O deputado Virmondes Cruvinel (UB) apresentou o projeto de lei nº 8915/26 para instituir a Lei Goiana de Proteção aos Usuários da Saúde Digital, estabelecendo normas de transparência, proteção de dados, governança algorítmica, acessibilidade e fomento à telessaúde qualificada aplicáveis a fornecedores, plataformas e divulgadores de produtos e serviços de saúde digital no Estado.
A proposta busca regulamentar a atuação de plataformas e serviços de saúde digital em Goiás diante do crescimento acelerado do setor no Brasil. Cruvinel destaca o avanço da telemedicina, das healthtechs e do uso de inteligência artificial na área da saúde, fenômeno intensificado após a pandemia da Covid-19.
A matéria estabelece diretrizes para proteção de dados de saúde, transparência em conteúdos patrocinados, responsabilidade solidária entre fornecedores e divulgadores digitais, além de normas voltadas à acessibilidade e à proteção de públicos vulneráveis.
O projeto também prevê regras para o uso de inteligência artificial em serviços de saúde, vedando diagnósticos definitivos sem acompanhamento humano e garantindo revisão profissional em decisões automatizadas que impactem diretamente os usuários.
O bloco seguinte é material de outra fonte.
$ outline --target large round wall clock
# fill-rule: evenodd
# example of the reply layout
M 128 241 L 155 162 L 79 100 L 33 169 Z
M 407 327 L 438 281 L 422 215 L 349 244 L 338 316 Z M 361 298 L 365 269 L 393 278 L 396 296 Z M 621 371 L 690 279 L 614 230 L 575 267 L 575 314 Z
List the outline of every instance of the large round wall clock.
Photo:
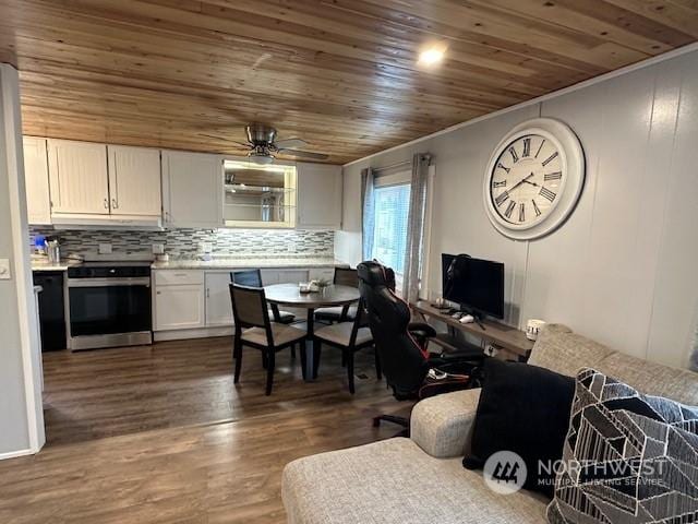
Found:
M 585 184 L 579 139 L 563 122 L 535 118 L 497 144 L 484 177 L 484 205 L 503 235 L 530 240 L 557 228 L 575 209 Z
Segundo a justificativa de Cruvinel, a expansão dessas ferramentas ampliou o acesso da população aos serviços de saúde, especialmente em regiões com menor oferta de atendimento presencial.
Ao mesmo tempo, o parlamentar aponta a necessidade de criação de mecanismos de proteção aos consumidores diante de riscos relacionados à divulgação de conteúdos sem respaldo científico, publicidade enganosa, uso inadequado de dados pessoais sensíveis e utilização de sistemas automatizados sem supervisão profissional adequada.
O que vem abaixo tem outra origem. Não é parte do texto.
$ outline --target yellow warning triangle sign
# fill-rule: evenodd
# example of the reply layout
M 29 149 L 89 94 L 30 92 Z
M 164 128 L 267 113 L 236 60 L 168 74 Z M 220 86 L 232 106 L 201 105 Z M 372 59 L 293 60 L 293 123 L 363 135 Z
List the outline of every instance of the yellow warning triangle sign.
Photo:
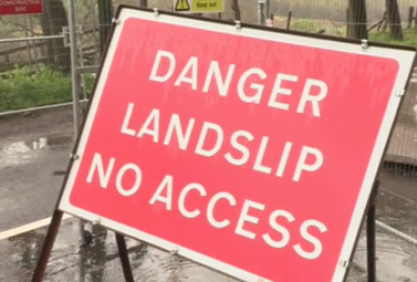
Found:
M 175 4 L 175 11 L 189 11 L 190 6 L 188 3 L 188 0 L 177 0 L 177 3 Z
“Essa realidade torna os goianos especialmente expostos tanto aos benefícios quanto aos riscos do ambiente de saúde digital, justificando o papel protagonista do legislador estadual tanto na proteção dos usuários quanto no estímulo qualificado à inovação”, argumenta Virmondes Cruvinel.
O texto foi elaborado, segundo o deputado, em consonância com normas federais, como a Lei Geral de Proteção de Dados (LGPD) e a legislação nacional da telemedicina, além de seguir diretrizes da Estratégia de Saúde Digital para o Brasil 2020-2028. A proposta também atribui ao Procon-GO a fiscalização das medidas previstas, sem criação de novos cargos ou despesas obrigatórias permanentes para o Estado.
A matéria está em tramitação na Comissão de Constituição, Justiça e Redação (CCJ), sob a relatoria do deputado Dr. George Morais (MDB).